Tick-Borne Diseases in Turkey: A Review Based on One Health Perspective.

Author information

1
Department of Parasitology, Faculty of Veterinary Medicine, Erciyes University, Kayseri, Turkey.
2
Vectors and Vector-Borne Diseases Implementation and Research Centre, University of Erciyes, Kayseri, Turkey.
3
Department of Infection Diseases and Clinical Microbiology, Faculty of Medicine, Erciyes University, Kayseri, Turkey.
4
Department of Epidemiology of Microbial Diseases, Yale School of Public Health, New Haven, Connecticut, United States of America.

Abstract

The importance of tick-borne diseases is increasing all over the world, including Turkey. Global warming, environmental and ecological changes and the existence of suitable habitats increase the impact of ticks and result in frequent emergence or re-emergence of tick-borne diseases (TBDs) with zoonotic characteristics.

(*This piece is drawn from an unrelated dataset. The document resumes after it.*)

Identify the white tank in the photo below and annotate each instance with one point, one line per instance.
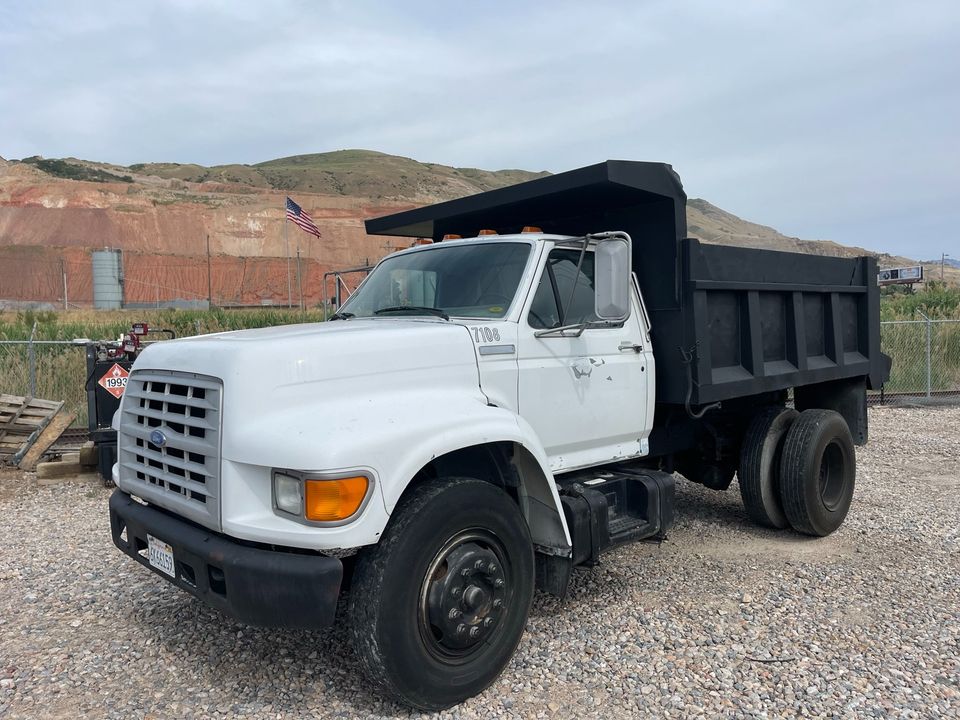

In Turkey, almost 19 TBDs have been reported in animals and men, involving four protozoa (babesiosis, theileriosis, cytauxzoonosis, hepatozoonosis), one filarial nematode (acanthocheilonemasis), ten bacterial agents (anaplasmosis, ehrlichiosis, aegyptianellosis, tick-borne typhus, Candidatus Rickettsia vini, Lyme borreliosis, tick-borne relapsing fever [TBRF], tularaemia, bartonellosis, and hemoplasmosis), and four viral infections (tick-borne encephalitis [TBE], Crimean-Congo Haemorrhagic Fever [CCHF], louping-ill [LI], and lumpy skin disease [LSD]). The growing number of TBD cases, in particular the fatal viral epidemics in humans, have led to increased public awareness and concern against TBDs in recent years. The World Health Organization (WHO) has developed a new political concept, called the "One Health" initiative, which is especially relevant for developing strategies against tick infestations and TBD control in humans and animals. It would be beneficial for Turkey to adopt this new strategy and establish specific research and control programs in coordination with international organizations like WHO, the World Organization for Animal Health (OIE), the Food and Agriculture Organization (FAO), the Centers for Disease Control and Prevention (CDC), and the European Center for Disease Prevention and Control (ECDC) to combat TBDs based on the "One Health Initiative" concept. In this article, we review the occurrence of primary TBDs in man and animals in Turkey in light of the "One Health" perspective.

PMID:
27977689
PMCID:
PMC5158090
DOI:
10.1371/journal.pntd.0005021
[Indexed for MEDLINE]
Free PMC Article

Conflict of interest statement

The authors have declared that no competing interests exist.